Anyway, in this chapter, the team is fighting an evil super-genius named Solomon Lane (Sean Harris, ’71, Serena, Prometheus) who uses terrorist tactics to cause world crises, enrich himself and usher in a potentially worse world order than the one we have. Which I think we’re all pretty much against. Solomon’s weak link is sexy super-double-agent Ilsa Faust (Rebecca Ferguson, from one of the recent Hercules movies, apparently) who seems to fall in love with Our Hero at first sight. (That’s not really what happens, fret not.)

STOP TESTING OUR LOVE!

Ilsa Faust tests her newfound relationship with Ethan by playfully peppering him with bullets.

This movie still follows most of the Bond formula—travel to some part of the world, do some stunts, do some chicks, lather, rinse, repeat—minus the chicks, plus some teamwork. Success or failure hinges on the quality of the stunts and cinematography, and the chemistry between the players. All of these are quite good here. Sort of amusingly, the McGuffin is basically 9 billion dollars that Solomon can use for his terrorist activities.

Meanwhile, in Washington DC, the President gives Iran 150 billion. It’s tough to beat reality.

Iran's gonna have nukes. That doesn't worry me because I've seen enough post-apocalyptic movies to find my way around.

“What do you mean I could’ve just called 202-456-1111?”
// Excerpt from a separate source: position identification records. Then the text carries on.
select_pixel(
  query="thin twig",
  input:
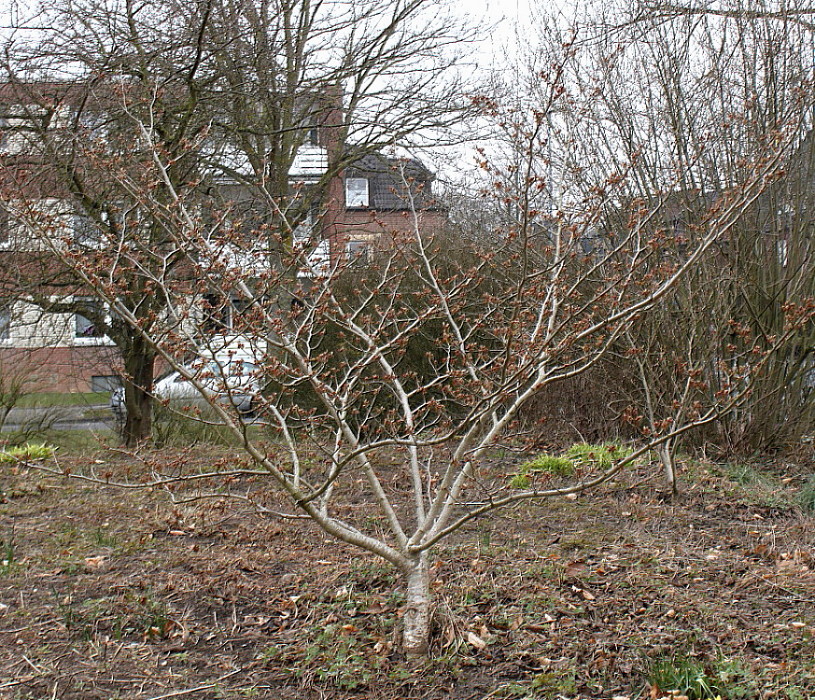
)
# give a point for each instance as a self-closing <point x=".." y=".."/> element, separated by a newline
<point x="188" y="691"/>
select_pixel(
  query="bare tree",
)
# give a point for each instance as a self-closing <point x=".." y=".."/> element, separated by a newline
<point x="544" y="300"/>
<point x="229" y="96"/>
That aside, Cruise is starting to show his age, but it’s actually a good thing. He had a tendency to be too pretty but now, in his early ’50s, he’s starting to look just a little weathered. He seems to be in great shape and he doesn’t do the run-duck thing that looks like a geriatric hunch on older stars like Harrison Ford and Liam Neeson. He’s still swimming and running and sliding and all that stuff, and he seems to be bringing some more depth and warmth to even these action-heavy roles lately.

Ferguson is a standout. Rumor is she’s going to be entering the Marvel Cinematic Universe in the future perhaps as the occasionally female Captain Marvel. Whatever they get her for is going to work for them, because she kills at the toughest job in the movie: Keeping it from being emotionally flat. Her backstory is the most strained aspect of the film and she makes it looks easy. They don’t overplay the romantic angle, which is also good.

It's Tough Love, Is What I'm Saying.

Here, Ilsa tests Ethan’s love for her by drowning him.

Pegg is always good sidekick material. (He’s good as a lead, too. He’s just good.) Renner plays his part well and Alec Baldwin (as head of the CIA) seems likely to keep parlaying his “officious political weasel” type into fun parts. Ving Rhames is sullen. I don’t mean his character; a buddy of mine just had an encounter with him. He’s apparently playing to type.

Ving Rhames Screen Test for Jerry Maguire 2: You had me at goodbye.

Wait, I can do this! I can do this! “Let me show you the money!” Aw, damn.

The Boy, who had been up all night (it was the night after Knott’s, and he never sleeps after the Haunt), was really pleasantly surprised by this, as was I. We’re probably harder on action flicks than most, and were wiped out, and this kept us interested the whole way through.